Lo storico Diodoro Siculo, nel libro IV, riferisce che il mitico Ercole, tra una fatica e l'altra, giunse a Thermae Himerenses, proprio in quelle terre consacrate al culto della dea Athena. Quest'ultima accolse l'eroe e ordinò alle ninfe e alle naiadi di far sgorgare dei bagni caldi per alleviare le fatiche del Ercole.

Anche il grande geografo greco Strabone, riferisce di sorgenti calde in Sicilia sostenendo come quelle di Selinunte e d'Imera sono salse e quelle Segestane sono potabili. Una delle prime ricostruzione grafiche dell'edificio romano è quella del pittore e architetto francese Jean Pierre Houel (1753 - 1813), particolarmente interessato ai monumenti romani presenti in città.

Egli ricostruì, con particolare dovizia, il rilievo delle Terme, tutt'oggi custodito al Museo Hermitage di San Pietroburgo. Alla fine del XVII secolo fu costruito in corrispondenza della struttura circolare un edificio di forma rettangolare.
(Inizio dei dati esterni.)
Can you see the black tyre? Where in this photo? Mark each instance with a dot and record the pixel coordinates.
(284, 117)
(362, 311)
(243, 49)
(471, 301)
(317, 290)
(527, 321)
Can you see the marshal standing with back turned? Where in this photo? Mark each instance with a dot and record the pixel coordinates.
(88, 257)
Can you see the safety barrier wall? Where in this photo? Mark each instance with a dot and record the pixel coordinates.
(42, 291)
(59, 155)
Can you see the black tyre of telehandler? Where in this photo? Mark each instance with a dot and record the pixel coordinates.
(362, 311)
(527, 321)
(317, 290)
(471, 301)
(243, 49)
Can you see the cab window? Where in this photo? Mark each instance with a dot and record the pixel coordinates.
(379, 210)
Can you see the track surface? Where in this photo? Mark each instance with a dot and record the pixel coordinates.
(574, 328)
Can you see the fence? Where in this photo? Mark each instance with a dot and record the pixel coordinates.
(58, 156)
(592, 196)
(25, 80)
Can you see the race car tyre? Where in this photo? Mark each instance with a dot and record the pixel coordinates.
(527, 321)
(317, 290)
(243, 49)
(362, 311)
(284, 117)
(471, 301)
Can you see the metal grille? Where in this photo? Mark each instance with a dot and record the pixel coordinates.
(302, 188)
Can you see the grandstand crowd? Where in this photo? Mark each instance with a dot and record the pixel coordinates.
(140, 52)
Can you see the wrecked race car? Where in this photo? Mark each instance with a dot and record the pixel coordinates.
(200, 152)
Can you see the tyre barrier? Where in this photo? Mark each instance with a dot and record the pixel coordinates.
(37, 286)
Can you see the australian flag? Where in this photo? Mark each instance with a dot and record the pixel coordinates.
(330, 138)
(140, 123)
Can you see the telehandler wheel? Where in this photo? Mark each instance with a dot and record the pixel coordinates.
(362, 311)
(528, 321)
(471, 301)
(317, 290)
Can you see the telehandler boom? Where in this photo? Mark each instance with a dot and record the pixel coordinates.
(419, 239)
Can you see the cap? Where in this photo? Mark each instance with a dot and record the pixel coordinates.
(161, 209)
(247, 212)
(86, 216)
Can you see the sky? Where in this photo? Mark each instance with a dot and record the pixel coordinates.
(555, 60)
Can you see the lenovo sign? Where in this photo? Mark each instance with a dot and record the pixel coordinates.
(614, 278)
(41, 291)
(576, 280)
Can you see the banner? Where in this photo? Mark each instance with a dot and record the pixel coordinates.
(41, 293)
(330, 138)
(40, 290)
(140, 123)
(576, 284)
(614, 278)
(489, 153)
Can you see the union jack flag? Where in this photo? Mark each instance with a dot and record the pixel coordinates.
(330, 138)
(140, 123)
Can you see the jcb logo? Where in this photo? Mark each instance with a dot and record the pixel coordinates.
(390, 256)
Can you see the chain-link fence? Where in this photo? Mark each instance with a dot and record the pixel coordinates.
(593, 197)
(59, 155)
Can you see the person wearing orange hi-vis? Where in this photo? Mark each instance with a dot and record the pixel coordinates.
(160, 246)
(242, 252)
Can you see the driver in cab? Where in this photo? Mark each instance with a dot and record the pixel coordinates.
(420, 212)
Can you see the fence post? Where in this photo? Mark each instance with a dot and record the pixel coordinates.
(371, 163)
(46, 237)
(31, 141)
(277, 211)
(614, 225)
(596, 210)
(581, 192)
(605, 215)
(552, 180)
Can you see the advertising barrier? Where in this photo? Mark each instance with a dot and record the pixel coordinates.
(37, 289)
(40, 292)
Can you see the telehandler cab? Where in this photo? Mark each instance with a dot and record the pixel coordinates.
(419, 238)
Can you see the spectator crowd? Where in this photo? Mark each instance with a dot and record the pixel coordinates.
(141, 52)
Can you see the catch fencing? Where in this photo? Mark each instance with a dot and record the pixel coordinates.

Questo fabbricato venne sottoposto a diverse ristrutturazioni, tra queste quella ad opera dell’architetto Alessandro Emanuele Marvuglia avvenuta nei primi dell’800.

Successivamente, a poca distanza dell'edificio circolare, durante la realizzazione del Grand Hotel delle Terme, progettato dall'architetto Damiani Almeyda (1834 - 1911), vennero alla luce numerosi ambienti tra cui un edificio rettangolare, probabilmente di origine araba, identificato come il bagno delle donne, oggi non più visibile perché inglobato nella struttura di fondazione.

Numerose sono le fonti antiche che fanno riferimento ai bagni termali tra queste ricordiamo quella del grande poeta greco Pindaro nell'Ode XII delle Olimpiche, che oltre ad esaltare le doti atletiche dell'imerese Ergotele, cita anche le acque calde.

Nell'affresco denominato: "Scipione restituisce a Termini le statue trafugate dai Cartaginesi ad Himera", sito all’interno del palazzo di Città di piazza Duomo e realizzato da Vincenzo La Barbera nel 1610, è rappresenta una veduta ideale della città che mescola edifici contemporanei al pittore termitano con edifici di epoca romana, idealmente ricostruiti e posizionati topograficamente dove dovevano sorgere.

Sulla sinistra si può notare l'imponente anfiteatro a doppie arcate, in basso a destra si nota un edificio con arcate: si tratterebbe con molta probabilità delle Antiche Terme.